I've given up trying to build a system on a breadboard and think that MiSTer is the modern equivalent of that.
Microcontrollers have taken over. When 8kB SRAM and 20MHz microcontrollers exist below 50-cents and at miniscule 25mm^2 chip sizes drawing only 500uA of current... there's very little reason to use a collection of 30 chips to do equivalent functionality.
Except performance. If you need performance then bam, FPGA land comes in and Zynq just has too much performance at too low a cost (though not quite as low as the microcontroller gang).
----------
Hobby Electronics is great now. You have so many usable parts at very low costs. A lot of problems are "solved" yes, but that's a good thing. That means you can focus on solving your hobby problem rather than trying to invent a new display driver or something.

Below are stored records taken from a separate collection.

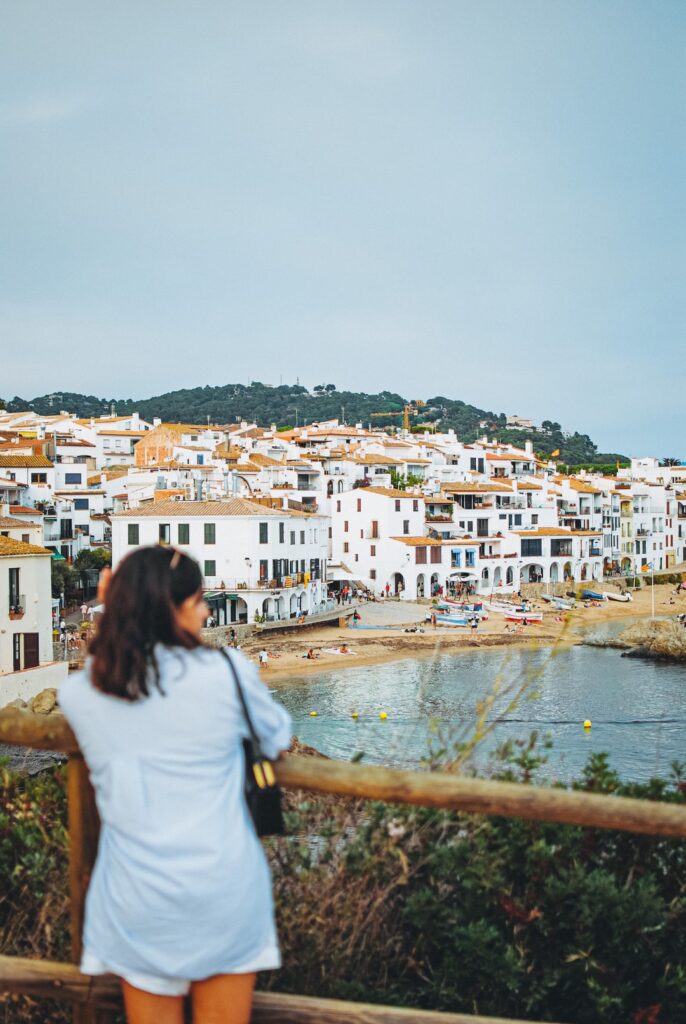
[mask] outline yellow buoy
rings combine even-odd
[[[586,719],[586,720],[584,721],[584,729],[590,729],[590,728],[591,728],[591,719],[590,719],[590,718],[587,718],[587,719]]]
[[[353,711],[352,717],[353,718],[359,718],[360,716],[358,715],[357,711]]]
[[[385,711],[379,711],[379,718],[382,719],[382,721],[384,721],[386,718],[388,718],[388,715],[386,714]]]
[[[310,718],[316,718],[316,717],[317,717],[317,712],[316,711],[310,711]]]

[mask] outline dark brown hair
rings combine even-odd
[[[202,589],[198,563],[167,547],[138,548],[120,563],[107,589],[105,610],[90,643],[91,679],[103,693],[135,701],[161,692],[155,645],[200,647],[174,614]]]

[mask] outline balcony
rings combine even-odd
[[[428,512],[425,516],[427,523],[452,523],[452,515],[430,515]]]
[[[639,530],[634,530],[634,537],[649,537],[650,530],[646,530],[641,527]]]
[[[10,619],[23,619],[26,611],[26,595],[10,594]]]

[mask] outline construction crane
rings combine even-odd
[[[385,416],[386,419],[389,416],[402,416],[403,418],[403,429],[409,434],[410,432],[410,416],[416,416],[421,406],[425,405],[425,402],[414,402],[404,405],[402,409],[389,412],[370,412],[370,416]]]

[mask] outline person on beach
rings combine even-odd
[[[103,574],[82,672],[59,691],[102,823],[81,971],[121,979],[129,1024],[247,1024],[255,974],[280,966],[269,867],[243,778],[248,730],[266,756],[291,723],[256,668],[205,647],[198,564],[138,548]]]

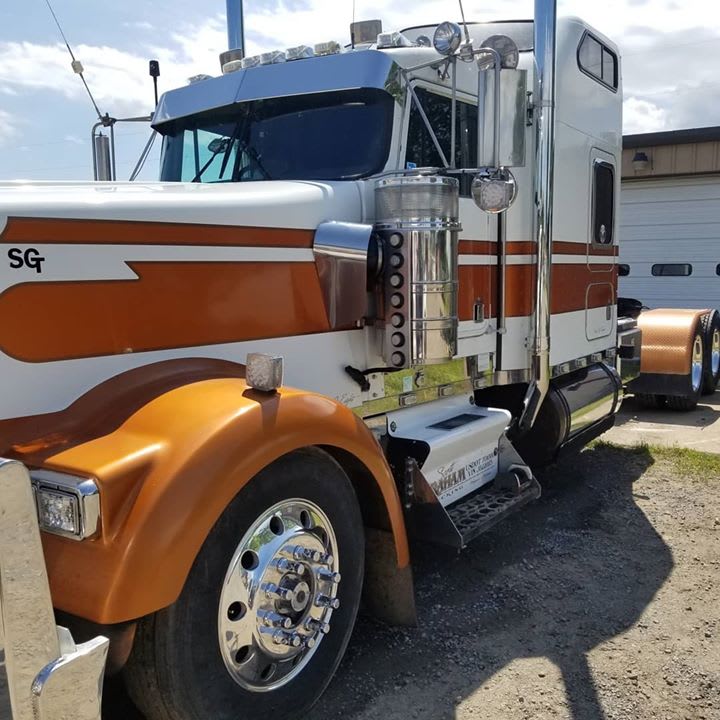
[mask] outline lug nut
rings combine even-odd
[[[295,632],[285,632],[285,630],[270,630],[266,628],[260,628],[260,632],[263,634],[270,634],[272,641],[275,645],[285,645],[287,647],[300,647],[302,644],[302,637]]]
[[[322,553],[318,550],[311,550],[310,548],[304,548],[302,545],[295,545],[294,547],[288,548],[288,552],[296,560],[306,560],[308,562],[319,562],[322,557]]]
[[[318,607],[332,608],[333,610],[337,610],[340,607],[340,600],[338,598],[331,598],[327,595],[323,595],[322,593],[318,593],[318,595],[315,596],[315,604]]]
[[[325,568],[318,568],[316,574],[318,580],[326,580],[327,582],[331,582],[334,585],[337,585],[340,582],[339,572],[333,572],[332,570],[326,570]]]
[[[330,632],[330,623],[321,622],[315,618],[308,618],[305,621],[305,629],[310,632],[320,632],[323,635],[327,635]]]
[[[335,558],[330,555],[330,553],[323,553],[317,562],[321,565],[332,565],[335,562]]]
[[[280,572],[291,572],[296,573],[297,575],[302,575],[305,572],[305,566],[301,562],[294,562],[293,560],[288,560],[287,558],[278,558],[273,561],[273,565]]]
[[[271,610],[258,610],[258,617],[267,627],[285,628],[286,630],[292,627],[291,618],[287,615],[278,615]]]
[[[287,588],[278,587],[275,583],[265,583],[261,586],[262,590],[265,591],[265,595],[269,598],[275,598],[276,600],[292,600],[295,597],[295,593]]]
[[[312,650],[315,647],[315,643],[317,640],[315,640],[314,637],[305,638],[305,647],[308,650]]]

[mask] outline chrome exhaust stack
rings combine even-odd
[[[226,0],[228,49],[220,53],[220,69],[231,72],[240,68],[245,57],[245,18],[243,0]],[[230,65],[233,63],[233,65]],[[228,66],[226,68],[226,65]]]
[[[13,720],[100,720],[108,640],[55,625],[26,468],[0,459],[0,617]]]
[[[520,417],[521,431],[532,427],[550,389],[550,318],[555,174],[555,64],[557,0],[535,0],[535,241],[537,279],[533,326],[532,382]]]

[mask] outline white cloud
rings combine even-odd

I do think some people that remember fondly the user experience of those old machines might be better served by using modern machines (like a raspberry pi or even a standard pc) in a different way instead of trying to use old hardware. That's from the good old Turing machine universality (you can simulate practically any machine you like using newer hardware, if what you're interested in is software). You can even add artificial limitations like PICO-8 or TIC-80 does.
See also uxn:
and (WIP) picotron:
https://www.lexaloffle.com/picotron.php
I think there's a general concept here of making 'Operating environments' that are pleasant to work within (or have fun limitations), which I think are more practical than a dedicated Operating System optionally with a dedicated machine. Plus (unless you particularly want to!) you don't need to worry about all the complex parts of operating systems like network stacks, drivers and such.
[1] Maybe we should call that Hobby universality (or immortality?) :P If it's already been made/discovered, you can always make it again just for fun.

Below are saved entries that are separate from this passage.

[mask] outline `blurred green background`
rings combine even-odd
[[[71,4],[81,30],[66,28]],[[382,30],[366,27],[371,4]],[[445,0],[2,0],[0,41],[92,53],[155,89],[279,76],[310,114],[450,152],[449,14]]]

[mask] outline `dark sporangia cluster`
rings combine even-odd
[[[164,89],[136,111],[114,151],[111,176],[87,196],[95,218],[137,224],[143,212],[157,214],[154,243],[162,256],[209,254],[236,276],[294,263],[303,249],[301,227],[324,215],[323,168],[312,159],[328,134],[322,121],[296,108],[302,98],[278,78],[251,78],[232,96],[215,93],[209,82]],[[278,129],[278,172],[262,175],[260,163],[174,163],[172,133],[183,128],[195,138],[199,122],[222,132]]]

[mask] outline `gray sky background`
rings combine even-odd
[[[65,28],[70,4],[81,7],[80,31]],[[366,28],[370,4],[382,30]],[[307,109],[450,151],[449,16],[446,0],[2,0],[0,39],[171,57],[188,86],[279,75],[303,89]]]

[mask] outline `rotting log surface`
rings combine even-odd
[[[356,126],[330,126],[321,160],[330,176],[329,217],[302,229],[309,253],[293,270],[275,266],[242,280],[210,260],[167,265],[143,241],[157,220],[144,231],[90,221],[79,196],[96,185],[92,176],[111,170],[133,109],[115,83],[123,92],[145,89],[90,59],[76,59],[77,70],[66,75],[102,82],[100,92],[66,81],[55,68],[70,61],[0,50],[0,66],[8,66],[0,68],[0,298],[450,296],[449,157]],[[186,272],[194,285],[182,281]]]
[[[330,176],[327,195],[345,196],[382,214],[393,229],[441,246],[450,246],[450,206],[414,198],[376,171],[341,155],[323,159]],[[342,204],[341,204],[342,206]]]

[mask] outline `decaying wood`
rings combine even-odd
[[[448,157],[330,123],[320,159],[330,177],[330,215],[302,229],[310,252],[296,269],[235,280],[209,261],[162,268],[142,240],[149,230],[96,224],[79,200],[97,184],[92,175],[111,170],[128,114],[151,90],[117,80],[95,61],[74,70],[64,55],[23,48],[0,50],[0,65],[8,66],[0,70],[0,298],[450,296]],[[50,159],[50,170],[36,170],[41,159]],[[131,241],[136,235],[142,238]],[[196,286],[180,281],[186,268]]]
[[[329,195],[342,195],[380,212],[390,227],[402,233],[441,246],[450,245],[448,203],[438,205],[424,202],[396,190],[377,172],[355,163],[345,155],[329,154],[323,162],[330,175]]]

Edit: found it! https://excamera.com/sphinx/gameduino/index.html
A FPGA is really just the right tool for solving the video problem. Or some projects do it with a micro-controller. But it's sort of too bad as it kind of undercuts the spirit of the whole design. If you video processor is orders of magnitude more powerful than the rest of the computer, then one starts to ask why not just implement the entire computer inside the video processor?

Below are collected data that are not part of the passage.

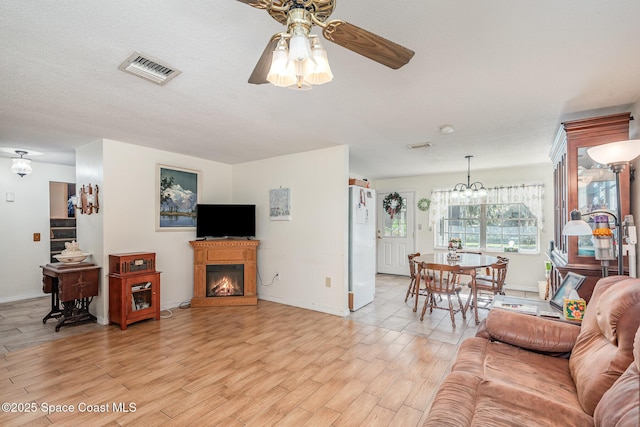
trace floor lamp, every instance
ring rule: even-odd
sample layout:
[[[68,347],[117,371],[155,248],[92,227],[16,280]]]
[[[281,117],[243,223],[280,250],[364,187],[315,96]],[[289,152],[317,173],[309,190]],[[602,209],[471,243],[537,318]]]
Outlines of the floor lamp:
[[[622,262],[622,203],[620,200],[620,173],[624,171],[624,168],[630,161],[640,156],[640,139],[632,139],[629,141],[612,142],[610,144],[599,145],[597,147],[591,147],[587,150],[587,155],[595,162],[609,166],[611,171],[616,175],[616,198],[617,198],[617,215],[609,213],[616,218],[616,227],[618,229],[618,274],[623,274],[623,262]],[[580,215],[578,218],[577,215]],[[576,217],[574,219],[574,217]],[[565,235],[578,235],[574,234],[576,231],[573,229],[577,226],[576,221],[581,221],[586,227],[589,225],[582,221],[582,215],[579,211],[571,211],[571,221],[562,230]],[[571,227],[569,227],[571,225]],[[569,230],[568,230],[569,228]],[[585,229],[583,229],[585,230]],[[591,227],[589,227],[591,231]],[[584,234],[584,233],[583,233]]]

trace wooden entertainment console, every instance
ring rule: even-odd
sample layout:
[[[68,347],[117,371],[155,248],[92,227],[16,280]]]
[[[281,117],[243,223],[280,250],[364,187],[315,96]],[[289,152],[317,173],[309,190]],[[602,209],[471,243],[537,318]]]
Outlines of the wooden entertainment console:
[[[193,299],[191,307],[257,305],[257,248],[259,240],[194,240]],[[243,295],[210,296],[207,266],[241,264],[244,266]]]

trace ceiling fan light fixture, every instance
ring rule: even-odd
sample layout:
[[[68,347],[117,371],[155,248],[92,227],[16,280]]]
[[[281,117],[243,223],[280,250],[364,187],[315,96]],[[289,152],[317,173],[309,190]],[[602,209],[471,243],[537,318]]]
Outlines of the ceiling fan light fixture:
[[[287,89],[291,89],[294,91],[307,91],[307,90],[312,90],[313,87],[311,87],[311,85],[305,81],[300,81],[295,84],[292,84],[291,86],[287,86]]]
[[[288,61],[289,49],[287,48],[287,41],[282,37],[273,51],[271,67],[267,74],[269,83],[278,87],[288,87],[296,84],[296,76],[287,67]]]
[[[293,28],[289,40],[289,61],[304,61],[311,58],[311,44],[307,31],[301,25]]]
[[[324,50],[317,36],[311,38],[311,58],[315,66],[313,71],[305,76],[305,81],[312,85],[322,85],[333,80],[327,51]]]
[[[313,62],[311,58],[302,61],[292,61],[291,57],[289,57],[287,69],[296,77],[296,82],[299,86],[306,80],[306,77],[313,72],[315,65],[315,62]]]

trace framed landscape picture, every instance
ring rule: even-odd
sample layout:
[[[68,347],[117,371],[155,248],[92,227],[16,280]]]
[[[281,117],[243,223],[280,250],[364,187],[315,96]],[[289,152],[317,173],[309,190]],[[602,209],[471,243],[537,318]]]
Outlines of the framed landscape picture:
[[[195,230],[200,171],[158,165],[156,230]]]

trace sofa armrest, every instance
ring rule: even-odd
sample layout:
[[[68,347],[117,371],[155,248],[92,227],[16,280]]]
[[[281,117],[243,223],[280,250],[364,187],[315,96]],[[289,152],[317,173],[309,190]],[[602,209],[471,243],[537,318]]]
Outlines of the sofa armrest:
[[[550,355],[571,352],[580,326],[528,314],[493,309],[477,336]]]

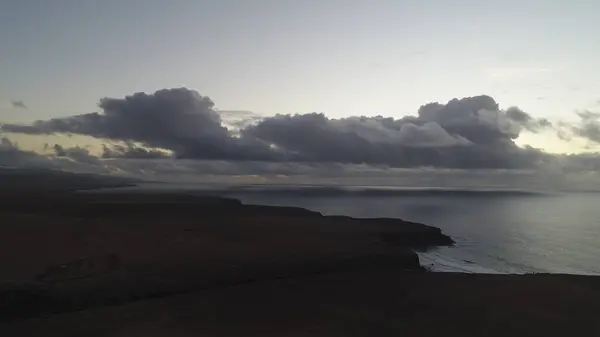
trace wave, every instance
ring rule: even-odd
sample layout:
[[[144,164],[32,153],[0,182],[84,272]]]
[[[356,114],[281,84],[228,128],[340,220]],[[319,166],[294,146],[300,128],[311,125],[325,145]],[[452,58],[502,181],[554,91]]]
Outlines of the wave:
[[[436,251],[418,253],[421,265],[430,271],[466,274],[508,274],[477,265],[471,261],[454,259]]]

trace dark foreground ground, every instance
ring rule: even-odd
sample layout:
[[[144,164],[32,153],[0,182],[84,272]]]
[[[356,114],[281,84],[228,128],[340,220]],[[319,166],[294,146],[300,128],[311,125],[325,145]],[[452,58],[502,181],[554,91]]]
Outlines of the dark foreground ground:
[[[183,194],[0,203],[0,336],[600,336],[600,278],[429,273],[435,227]]]
[[[599,336],[600,280],[371,270],[5,323],[2,336]]]

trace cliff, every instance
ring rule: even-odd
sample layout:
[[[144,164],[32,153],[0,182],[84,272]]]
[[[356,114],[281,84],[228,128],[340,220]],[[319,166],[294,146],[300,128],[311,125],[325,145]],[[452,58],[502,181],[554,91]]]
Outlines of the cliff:
[[[175,193],[5,198],[0,223],[4,320],[259,280],[422,271],[413,249],[452,244],[398,219]]]

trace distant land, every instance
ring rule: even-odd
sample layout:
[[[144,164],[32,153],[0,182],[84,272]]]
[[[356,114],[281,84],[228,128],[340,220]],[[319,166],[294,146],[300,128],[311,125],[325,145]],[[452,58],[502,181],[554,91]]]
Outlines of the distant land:
[[[135,186],[141,180],[36,168],[0,167],[0,192],[39,193]]]

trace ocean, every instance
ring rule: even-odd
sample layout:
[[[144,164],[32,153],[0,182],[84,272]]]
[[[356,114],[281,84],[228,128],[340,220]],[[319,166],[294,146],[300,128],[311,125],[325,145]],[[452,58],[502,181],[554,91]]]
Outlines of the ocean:
[[[189,185],[185,190],[325,215],[433,225],[456,241],[420,253],[421,263],[433,271],[600,275],[600,193],[264,186],[207,191]]]
[[[244,203],[430,224],[456,241],[420,255],[434,271],[600,275],[600,194],[477,190],[245,191]]]

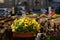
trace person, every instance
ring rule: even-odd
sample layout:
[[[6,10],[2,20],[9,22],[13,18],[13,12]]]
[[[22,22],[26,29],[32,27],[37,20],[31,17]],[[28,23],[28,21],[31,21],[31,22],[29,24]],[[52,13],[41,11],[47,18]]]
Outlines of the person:
[[[20,11],[17,11],[17,13],[15,13],[15,16],[19,16],[22,15],[22,13]]]
[[[10,11],[11,16],[15,16],[18,11],[17,6],[13,7],[12,10]]]
[[[5,11],[5,10],[1,10],[1,11],[0,11],[0,16],[4,16],[4,11]]]
[[[55,12],[53,10],[51,10],[50,15],[53,16],[55,14]]]
[[[41,13],[46,13],[47,12],[47,10],[46,9],[41,9]]]
[[[5,11],[4,16],[6,16],[6,17],[10,17],[11,14],[10,14],[8,11]]]
[[[2,12],[0,12],[0,16],[3,16],[3,13]]]

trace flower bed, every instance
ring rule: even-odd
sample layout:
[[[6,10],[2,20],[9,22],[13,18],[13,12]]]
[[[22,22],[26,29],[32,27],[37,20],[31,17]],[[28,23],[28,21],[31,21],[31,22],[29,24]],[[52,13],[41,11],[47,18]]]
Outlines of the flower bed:
[[[24,17],[20,19],[15,19],[13,24],[11,25],[11,28],[13,35],[15,36],[31,37],[34,36],[40,30],[40,24],[36,21],[36,19]]]
[[[11,28],[12,31],[16,32],[36,32],[40,29],[40,24],[36,21],[36,19],[25,17],[16,19]]]

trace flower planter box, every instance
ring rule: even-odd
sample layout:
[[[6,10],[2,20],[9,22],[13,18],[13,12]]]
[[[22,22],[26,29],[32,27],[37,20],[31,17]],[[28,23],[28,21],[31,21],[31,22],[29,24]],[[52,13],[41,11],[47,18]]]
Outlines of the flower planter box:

And yeah, you can't really buy sprite-based video chips anymore, and you don't even have to worry about stuff like "Sprites per Scanline" because you can get a proper framebuffer for essentially free - but now you might as well go further and use one microprocessor to be the CPU, GPU, and FM Synthesizer Sound Chip and "just" add the logic to generate the actual video/audio signals.
https://github.com/studio8502/Sentinel-65X
It's not yet a deliverable product but watching the developers work on it has been an entertaining part of my doomscrolling diet.